Василий взглянул на карту и неуверенно повел по ней пальцем от небольших черных квадратиков с надписью «Екатеринбург» к совсем маленьким квадратикам с надписью «Чердынь».
Его палец скользил по зеленым пятнам лесов, через голубые жилы рек и едва приметные штрихи болот. Он силился вспомнить названия деревень, через которые и мимо которых проходил, и не мог. На карте все было совсем непохожим на те места, по которым пробирались они с Берестневым, непонятным и запутанным.
— Где-то здесь, — сказал Нагих, ведя палец за жирную надпись «Пермь». — Мы шли ночью…
— Довольно неопределенно… — проговорил человек в кителе. — Вы своим пальцем захватываете полосу шириной по крайней мере в десять верст… это многовато…
Все это говорил он, насмешливо глядя на Василия, тоном сухим и каким-то обидным, не то стараясь уязвить своего собеседника, не то показать ему свое превосходство.
Нагих насупился и стал смотреть в пол. Все, что хотел он рассказать здесь, в штабе, управляющем армией, все, что продумал за дорогу сюда, о чем говорил с товарищами на бивуаках — все теперь показалось ему никому ненужным и никому неинтересным. Он, человек неробкий, здесь вдруг почувствовал себя скованным, как будто в чем-то провинился и разговаривал не с равным себе человеком, служащим вместе с ним одному и тому же делу, а с холодным, чужим и придирчивым экзаминатором. Ему было мучительно стыдно, что, не зная топографии, он не мог даже приблизительно указать своего маршрута и что забыл названия селений, через которые проходил.
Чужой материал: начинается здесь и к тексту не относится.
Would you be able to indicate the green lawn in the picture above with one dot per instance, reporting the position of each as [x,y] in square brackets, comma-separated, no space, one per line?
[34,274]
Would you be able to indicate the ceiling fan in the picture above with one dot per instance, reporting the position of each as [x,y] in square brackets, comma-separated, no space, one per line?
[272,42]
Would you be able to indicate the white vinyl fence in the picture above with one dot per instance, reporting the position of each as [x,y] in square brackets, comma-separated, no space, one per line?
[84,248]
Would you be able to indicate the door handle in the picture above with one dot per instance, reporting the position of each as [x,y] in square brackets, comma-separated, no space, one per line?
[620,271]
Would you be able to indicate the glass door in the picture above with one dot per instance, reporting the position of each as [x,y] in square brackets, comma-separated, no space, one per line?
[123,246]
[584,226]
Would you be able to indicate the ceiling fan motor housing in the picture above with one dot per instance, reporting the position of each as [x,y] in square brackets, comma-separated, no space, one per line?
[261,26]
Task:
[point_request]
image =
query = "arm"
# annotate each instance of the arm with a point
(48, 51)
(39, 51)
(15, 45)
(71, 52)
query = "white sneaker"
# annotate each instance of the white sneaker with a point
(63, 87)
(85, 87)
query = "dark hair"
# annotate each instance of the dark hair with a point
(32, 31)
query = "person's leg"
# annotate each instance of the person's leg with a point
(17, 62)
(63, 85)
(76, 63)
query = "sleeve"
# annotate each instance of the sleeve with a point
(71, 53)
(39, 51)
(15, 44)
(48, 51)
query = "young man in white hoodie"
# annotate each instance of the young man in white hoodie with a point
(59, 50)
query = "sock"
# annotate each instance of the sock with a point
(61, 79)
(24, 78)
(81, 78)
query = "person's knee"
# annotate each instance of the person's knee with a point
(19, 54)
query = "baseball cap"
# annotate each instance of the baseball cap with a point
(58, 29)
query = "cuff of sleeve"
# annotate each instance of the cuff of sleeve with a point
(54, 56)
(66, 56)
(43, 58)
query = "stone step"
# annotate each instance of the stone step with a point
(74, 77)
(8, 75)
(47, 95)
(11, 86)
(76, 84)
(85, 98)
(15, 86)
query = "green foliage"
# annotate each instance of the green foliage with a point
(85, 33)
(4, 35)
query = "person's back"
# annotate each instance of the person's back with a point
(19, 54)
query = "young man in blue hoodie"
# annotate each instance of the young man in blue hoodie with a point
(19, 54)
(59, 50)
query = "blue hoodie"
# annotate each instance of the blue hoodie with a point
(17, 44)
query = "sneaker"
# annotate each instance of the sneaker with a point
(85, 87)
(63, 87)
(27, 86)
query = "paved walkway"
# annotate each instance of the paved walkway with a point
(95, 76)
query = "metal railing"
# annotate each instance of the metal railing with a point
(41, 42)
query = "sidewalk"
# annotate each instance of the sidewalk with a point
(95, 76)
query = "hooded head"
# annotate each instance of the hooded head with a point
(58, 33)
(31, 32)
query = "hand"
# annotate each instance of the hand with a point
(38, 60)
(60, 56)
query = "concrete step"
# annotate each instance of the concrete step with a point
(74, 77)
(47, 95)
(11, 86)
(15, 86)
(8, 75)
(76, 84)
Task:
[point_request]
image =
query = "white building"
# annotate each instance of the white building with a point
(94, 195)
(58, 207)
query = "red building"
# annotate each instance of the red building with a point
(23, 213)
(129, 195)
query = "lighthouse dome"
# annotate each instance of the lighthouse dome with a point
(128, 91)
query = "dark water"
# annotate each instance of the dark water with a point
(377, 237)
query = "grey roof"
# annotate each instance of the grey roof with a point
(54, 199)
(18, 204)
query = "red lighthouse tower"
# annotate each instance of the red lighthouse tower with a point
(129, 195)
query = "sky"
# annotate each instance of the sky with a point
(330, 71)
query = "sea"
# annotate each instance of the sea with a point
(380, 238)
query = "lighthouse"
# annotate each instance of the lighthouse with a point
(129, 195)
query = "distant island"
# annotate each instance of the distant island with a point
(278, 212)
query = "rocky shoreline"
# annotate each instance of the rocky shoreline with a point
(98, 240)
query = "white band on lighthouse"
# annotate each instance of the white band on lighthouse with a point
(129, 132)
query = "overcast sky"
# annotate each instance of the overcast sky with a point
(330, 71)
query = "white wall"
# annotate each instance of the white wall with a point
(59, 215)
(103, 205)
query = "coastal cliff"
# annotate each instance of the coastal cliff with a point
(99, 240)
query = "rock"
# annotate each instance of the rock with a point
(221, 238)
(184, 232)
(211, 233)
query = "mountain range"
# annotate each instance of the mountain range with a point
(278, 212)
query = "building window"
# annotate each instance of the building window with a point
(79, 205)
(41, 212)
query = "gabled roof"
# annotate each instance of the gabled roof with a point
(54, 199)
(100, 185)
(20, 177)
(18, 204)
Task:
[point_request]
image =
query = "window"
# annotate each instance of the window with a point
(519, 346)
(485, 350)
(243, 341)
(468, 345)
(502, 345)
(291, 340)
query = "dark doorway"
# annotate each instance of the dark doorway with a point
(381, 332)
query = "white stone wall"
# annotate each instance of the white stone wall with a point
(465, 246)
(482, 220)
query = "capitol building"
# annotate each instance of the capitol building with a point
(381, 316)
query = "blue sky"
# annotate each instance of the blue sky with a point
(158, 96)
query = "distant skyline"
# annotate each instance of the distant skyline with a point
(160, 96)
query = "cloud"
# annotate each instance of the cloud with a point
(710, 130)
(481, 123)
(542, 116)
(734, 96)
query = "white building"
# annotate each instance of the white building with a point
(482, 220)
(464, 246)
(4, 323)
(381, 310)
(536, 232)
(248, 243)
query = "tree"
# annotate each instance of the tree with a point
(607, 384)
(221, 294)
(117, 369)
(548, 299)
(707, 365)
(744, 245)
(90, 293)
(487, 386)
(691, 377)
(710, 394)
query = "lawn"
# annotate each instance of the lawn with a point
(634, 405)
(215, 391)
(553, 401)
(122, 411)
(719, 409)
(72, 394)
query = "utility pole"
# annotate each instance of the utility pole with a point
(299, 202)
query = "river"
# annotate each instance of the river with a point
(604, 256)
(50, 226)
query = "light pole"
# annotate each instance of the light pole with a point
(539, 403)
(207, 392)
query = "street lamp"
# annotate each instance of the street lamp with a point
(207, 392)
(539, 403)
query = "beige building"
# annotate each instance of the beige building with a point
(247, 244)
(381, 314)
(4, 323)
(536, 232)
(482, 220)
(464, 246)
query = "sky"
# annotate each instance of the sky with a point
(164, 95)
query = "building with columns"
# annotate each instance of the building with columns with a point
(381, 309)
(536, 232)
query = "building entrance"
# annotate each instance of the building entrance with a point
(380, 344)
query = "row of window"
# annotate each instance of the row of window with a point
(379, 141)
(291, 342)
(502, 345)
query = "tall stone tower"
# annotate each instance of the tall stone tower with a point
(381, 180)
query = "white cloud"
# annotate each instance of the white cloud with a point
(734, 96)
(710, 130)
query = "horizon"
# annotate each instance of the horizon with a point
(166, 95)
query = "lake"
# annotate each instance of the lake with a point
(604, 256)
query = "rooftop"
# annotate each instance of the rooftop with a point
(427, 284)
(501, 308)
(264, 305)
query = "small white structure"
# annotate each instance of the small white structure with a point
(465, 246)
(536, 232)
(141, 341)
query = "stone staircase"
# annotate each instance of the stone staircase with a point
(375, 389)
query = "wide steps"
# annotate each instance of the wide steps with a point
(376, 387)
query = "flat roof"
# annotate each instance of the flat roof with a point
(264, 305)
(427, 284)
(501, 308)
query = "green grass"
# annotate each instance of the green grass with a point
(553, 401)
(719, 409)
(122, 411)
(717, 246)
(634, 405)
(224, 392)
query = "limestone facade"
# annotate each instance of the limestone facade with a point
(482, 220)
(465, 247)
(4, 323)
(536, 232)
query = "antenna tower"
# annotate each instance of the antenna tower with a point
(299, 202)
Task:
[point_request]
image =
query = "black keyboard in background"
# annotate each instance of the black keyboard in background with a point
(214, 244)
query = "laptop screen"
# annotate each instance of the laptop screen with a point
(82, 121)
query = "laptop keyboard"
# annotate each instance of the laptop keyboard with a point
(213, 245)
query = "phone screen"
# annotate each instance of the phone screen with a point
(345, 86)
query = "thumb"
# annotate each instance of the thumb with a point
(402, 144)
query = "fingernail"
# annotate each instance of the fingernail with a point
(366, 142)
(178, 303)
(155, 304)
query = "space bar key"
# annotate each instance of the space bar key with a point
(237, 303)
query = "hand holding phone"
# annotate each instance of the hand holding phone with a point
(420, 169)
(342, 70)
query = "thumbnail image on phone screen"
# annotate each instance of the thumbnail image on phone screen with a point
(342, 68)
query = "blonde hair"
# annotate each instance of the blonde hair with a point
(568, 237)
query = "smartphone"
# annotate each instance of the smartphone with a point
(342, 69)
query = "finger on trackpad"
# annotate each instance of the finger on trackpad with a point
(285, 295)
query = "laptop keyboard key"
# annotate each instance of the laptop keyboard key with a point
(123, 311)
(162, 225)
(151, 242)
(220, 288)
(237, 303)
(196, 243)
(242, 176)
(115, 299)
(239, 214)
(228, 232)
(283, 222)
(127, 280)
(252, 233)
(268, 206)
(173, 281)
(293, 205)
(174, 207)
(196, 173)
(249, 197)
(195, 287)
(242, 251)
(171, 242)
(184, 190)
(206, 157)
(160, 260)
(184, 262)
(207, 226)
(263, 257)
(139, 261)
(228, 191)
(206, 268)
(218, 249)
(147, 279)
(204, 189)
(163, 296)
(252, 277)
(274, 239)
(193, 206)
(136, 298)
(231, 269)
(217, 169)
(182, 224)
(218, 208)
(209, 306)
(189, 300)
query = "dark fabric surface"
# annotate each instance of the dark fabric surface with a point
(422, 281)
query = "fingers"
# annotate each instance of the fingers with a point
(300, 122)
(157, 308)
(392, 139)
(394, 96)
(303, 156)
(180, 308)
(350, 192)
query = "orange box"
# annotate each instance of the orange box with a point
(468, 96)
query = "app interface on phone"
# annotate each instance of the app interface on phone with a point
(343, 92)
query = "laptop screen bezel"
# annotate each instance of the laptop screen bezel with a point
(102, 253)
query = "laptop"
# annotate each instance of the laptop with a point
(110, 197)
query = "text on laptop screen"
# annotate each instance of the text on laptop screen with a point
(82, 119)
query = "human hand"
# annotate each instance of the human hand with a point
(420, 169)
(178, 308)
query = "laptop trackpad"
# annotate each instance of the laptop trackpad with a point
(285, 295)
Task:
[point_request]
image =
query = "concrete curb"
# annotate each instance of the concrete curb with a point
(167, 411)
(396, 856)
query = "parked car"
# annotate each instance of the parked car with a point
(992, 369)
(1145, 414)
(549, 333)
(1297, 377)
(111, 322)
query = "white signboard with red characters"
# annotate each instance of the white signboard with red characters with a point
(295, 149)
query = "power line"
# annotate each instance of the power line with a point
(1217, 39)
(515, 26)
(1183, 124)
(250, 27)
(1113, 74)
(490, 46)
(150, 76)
— Так, значит с маршрутом ничего не вышло, — сказал человек в кителе и спросил: — А где вы встречались с противником?
— Если бы я встретился с противником, я, наверное, бы сюда не пришел, — не сдержавшись, сказал Василий.
Человек в кителе удивленно поднял левую бровь, несколько секунд молча смотрел на Нагих, потом сказал:
— Я спрашиваю о воинских частях противника, которые вы должны были встретить хотя бы в Екатеринбурге или по маршруту следования. Я не говорю о войсках на самой линии фронта, которую вы переходили ночью.
Нагих принялся было рассказывать о белых и о чешских войсках, которые ему пришлось встречать в самом Екатеринбурге и на станциях во время пути, о маршировавшем на параде батальоне англичан, но в это время дверь в комнату отворилась и вошел человек в длинной, почти до шпор, шинели с черными бархатными петлицами артиллерийского офицера.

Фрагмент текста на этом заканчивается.